Le média d’investigation indépendant Mediapart héberge le travail de David Dufresne sur son site depuis le 24 janvier.

Alors, comment un journaliste indépendant a-t-il réussi à briser seul l’omerta ? David Dufresne, membre de l’équipe fondatrice de Mediapart en 2008 et journaliste depuis 30 ans (en freelance et dans des rédactions nationales), n’en est pas à son coup d’essai. Il a déjà écrit un livre et réalisé un film sur le maintien de l’ordre. Mi-punk, mi-geek, ce journaliste d’investigation embrasse les nouvelles technologies pour expérimenter de nouveaux formats journalistiques. En 10 ans, il a publié Prison Valley, un webdocumentaire en immersion dans l’industrie carcérale aux Etats-Unis, Fort McMoney, un jeu documentaire interactif de 8 heures sur l’industrie pétrolière au Canada ou encore L’infiltré, une fiction politique sur le Front National sous forme d’application mobile. C’est finalement via son projet le plus artisanal et le plus spontané qu’il a atteint le public le plus large. Marthe Rubió, responsable de la région francophone du GIJN a rencontré ce journaliste passionné, qui décrypte la genèse de ce projet hybride, à la croisée des chemins entre le journalisme, l’activisme et l’alerte.

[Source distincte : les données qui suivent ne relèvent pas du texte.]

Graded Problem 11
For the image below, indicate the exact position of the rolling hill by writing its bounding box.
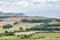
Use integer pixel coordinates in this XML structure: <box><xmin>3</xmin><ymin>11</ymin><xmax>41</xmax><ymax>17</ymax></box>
<box><xmin>0</xmin><ymin>12</ymin><xmax>24</xmax><ymax>17</ymax></box>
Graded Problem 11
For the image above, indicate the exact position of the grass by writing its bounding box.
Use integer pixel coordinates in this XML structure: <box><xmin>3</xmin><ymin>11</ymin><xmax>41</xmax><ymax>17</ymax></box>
<box><xmin>32</xmin><ymin>33</ymin><xmax>60</xmax><ymax>38</ymax></box>
<box><xmin>0</xmin><ymin>36</ymin><xmax>17</xmax><ymax>39</ymax></box>
<box><xmin>0</xmin><ymin>22</ymin><xmax>40</xmax><ymax>33</ymax></box>
<box><xmin>0</xmin><ymin>17</ymin><xmax>41</xmax><ymax>33</ymax></box>
<box><xmin>49</xmin><ymin>22</ymin><xmax>60</xmax><ymax>24</ymax></box>
<box><xmin>0</xmin><ymin>17</ymin><xmax>60</xmax><ymax>40</ymax></box>
<box><xmin>5</xmin><ymin>22</ymin><xmax>40</xmax><ymax>32</ymax></box>
<box><xmin>49</xmin><ymin>19</ymin><xmax>60</xmax><ymax>24</ymax></box>
<box><xmin>0</xmin><ymin>33</ymin><xmax>60</xmax><ymax>40</ymax></box>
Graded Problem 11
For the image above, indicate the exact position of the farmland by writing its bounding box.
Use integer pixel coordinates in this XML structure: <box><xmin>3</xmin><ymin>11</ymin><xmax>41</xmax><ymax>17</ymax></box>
<box><xmin>0</xmin><ymin>16</ymin><xmax>60</xmax><ymax>40</ymax></box>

Comment est né “Allô Place Beauvau” ?

Tout a commencé le 1er décembre, au moment de la troisième manifestation des Gilets Jaunes. C’est à ce moment que j’ai commencé à voir beaucoup de vidéos et de photos de Gilets Jaunes blessés circuler sur les réseaux sociaux. Mais je ne retrouvais aucune de ces traces dans la presse établie. De mon côté, j’étais sidéré par ce que je voyais, par la violence, les méthodes utilisées et le sentiment d’impunité de la police. J’ai donc commencé à interpeller sur Twitter le Ministère de l’intérieur français avec une idée simple : dénoncer les violences systémiques de la police de manière systématique.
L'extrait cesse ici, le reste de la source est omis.